Dramatic Changes Unlikely Following Afghan Elections
William S. Cole is The Asia Foundation’s Senior Director for Governance, Law, and Civil Society. He can be reached at bcole@asiafound.org.
The Afghanistan Presidential election being held this week, with a possible October run-off, will have a winner. But, whoever that winner is and whatever policy redirection may be in store, dramatic changes on the ground are unlikely.

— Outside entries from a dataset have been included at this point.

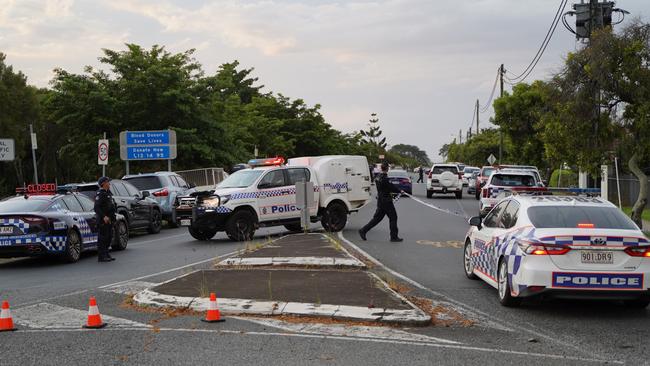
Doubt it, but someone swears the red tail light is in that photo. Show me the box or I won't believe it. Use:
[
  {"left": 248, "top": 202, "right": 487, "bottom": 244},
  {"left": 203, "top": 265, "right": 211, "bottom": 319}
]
[
  {"left": 625, "top": 247, "right": 650, "bottom": 258},
  {"left": 153, "top": 188, "right": 169, "bottom": 197},
  {"left": 519, "top": 244, "right": 571, "bottom": 255}
]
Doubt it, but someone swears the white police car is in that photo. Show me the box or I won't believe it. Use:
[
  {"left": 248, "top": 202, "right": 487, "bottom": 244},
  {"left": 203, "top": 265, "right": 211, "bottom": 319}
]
[
  {"left": 463, "top": 194, "right": 650, "bottom": 308},
  {"left": 176, "top": 155, "right": 370, "bottom": 241}
]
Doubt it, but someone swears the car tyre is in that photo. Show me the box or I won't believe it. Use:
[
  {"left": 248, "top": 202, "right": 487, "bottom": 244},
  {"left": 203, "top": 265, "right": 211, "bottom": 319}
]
[
  {"left": 111, "top": 220, "right": 129, "bottom": 251},
  {"left": 321, "top": 202, "right": 348, "bottom": 232},
  {"left": 623, "top": 297, "right": 650, "bottom": 309},
  {"left": 226, "top": 210, "right": 256, "bottom": 241},
  {"left": 284, "top": 224, "right": 302, "bottom": 233},
  {"left": 147, "top": 209, "right": 162, "bottom": 234},
  {"left": 463, "top": 239, "right": 478, "bottom": 280},
  {"left": 497, "top": 258, "right": 521, "bottom": 307},
  {"left": 63, "top": 229, "right": 81, "bottom": 263}
]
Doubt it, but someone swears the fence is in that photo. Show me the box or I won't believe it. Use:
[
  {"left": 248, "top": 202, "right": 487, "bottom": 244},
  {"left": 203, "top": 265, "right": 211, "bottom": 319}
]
[{"left": 176, "top": 168, "right": 228, "bottom": 189}]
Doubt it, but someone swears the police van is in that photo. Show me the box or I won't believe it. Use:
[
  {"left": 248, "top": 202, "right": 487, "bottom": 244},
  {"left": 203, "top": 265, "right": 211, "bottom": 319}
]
[{"left": 176, "top": 155, "right": 371, "bottom": 241}]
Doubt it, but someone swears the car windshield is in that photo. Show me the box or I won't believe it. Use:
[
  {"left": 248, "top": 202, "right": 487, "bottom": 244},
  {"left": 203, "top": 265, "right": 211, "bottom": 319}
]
[
  {"left": 217, "top": 170, "right": 264, "bottom": 188},
  {"left": 431, "top": 166, "right": 458, "bottom": 174},
  {"left": 124, "top": 175, "right": 162, "bottom": 191},
  {"left": 490, "top": 174, "right": 536, "bottom": 187},
  {"left": 388, "top": 170, "right": 409, "bottom": 178},
  {"left": 0, "top": 197, "right": 52, "bottom": 213},
  {"left": 528, "top": 206, "right": 637, "bottom": 230}
]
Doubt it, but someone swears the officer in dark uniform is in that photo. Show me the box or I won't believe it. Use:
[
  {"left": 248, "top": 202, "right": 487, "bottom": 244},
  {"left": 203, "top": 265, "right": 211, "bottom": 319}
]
[
  {"left": 359, "top": 162, "right": 404, "bottom": 242},
  {"left": 95, "top": 177, "right": 117, "bottom": 262}
]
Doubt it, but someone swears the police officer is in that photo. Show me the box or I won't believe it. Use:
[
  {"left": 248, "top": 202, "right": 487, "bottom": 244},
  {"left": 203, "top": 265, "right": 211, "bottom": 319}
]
[
  {"left": 359, "top": 162, "right": 404, "bottom": 242},
  {"left": 95, "top": 177, "right": 117, "bottom": 262}
]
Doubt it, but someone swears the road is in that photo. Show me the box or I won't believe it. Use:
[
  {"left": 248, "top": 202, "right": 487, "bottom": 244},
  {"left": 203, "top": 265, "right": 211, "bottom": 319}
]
[{"left": 0, "top": 182, "right": 650, "bottom": 365}]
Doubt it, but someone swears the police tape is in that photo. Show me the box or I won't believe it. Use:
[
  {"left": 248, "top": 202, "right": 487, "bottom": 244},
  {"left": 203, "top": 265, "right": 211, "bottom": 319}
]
[{"left": 393, "top": 192, "right": 469, "bottom": 220}]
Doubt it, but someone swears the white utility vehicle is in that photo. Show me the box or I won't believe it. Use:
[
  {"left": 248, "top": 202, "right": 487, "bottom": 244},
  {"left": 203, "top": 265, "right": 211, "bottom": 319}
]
[
  {"left": 427, "top": 164, "right": 463, "bottom": 199},
  {"left": 176, "top": 155, "right": 371, "bottom": 241}
]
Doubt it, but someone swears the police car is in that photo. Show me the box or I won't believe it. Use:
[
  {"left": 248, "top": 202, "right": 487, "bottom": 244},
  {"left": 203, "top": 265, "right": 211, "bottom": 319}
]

Despite the political rhetoric inherent in all democratic electioneering, the next President – whether Hamid Karzai, Abdullah Abdullah, Ashraf Ghani, or any of three dozen other candidates – will take the reins of a nation with few if any game-changing opportunities ahead. The problem is that real policy options, the ones faced every day on the ground in Afghanistan, have never been as many or a varied as they have appeared from a distance. Despite over-inflated expectations, the outcomes in terms of peace and reconstruction were always going to be slower and more mixed than initially hoped. That’s not to say that mistakes, big ones, were not made on all sides, domestic and international. No question, the people of Afghanistan deserve better government. But how much better could it have been and can it be, given that policy making in this country is always more messy, murky, and limited than it appears in hindsight. That fact will not change no matter who is sitting in the Presidential Palace after September.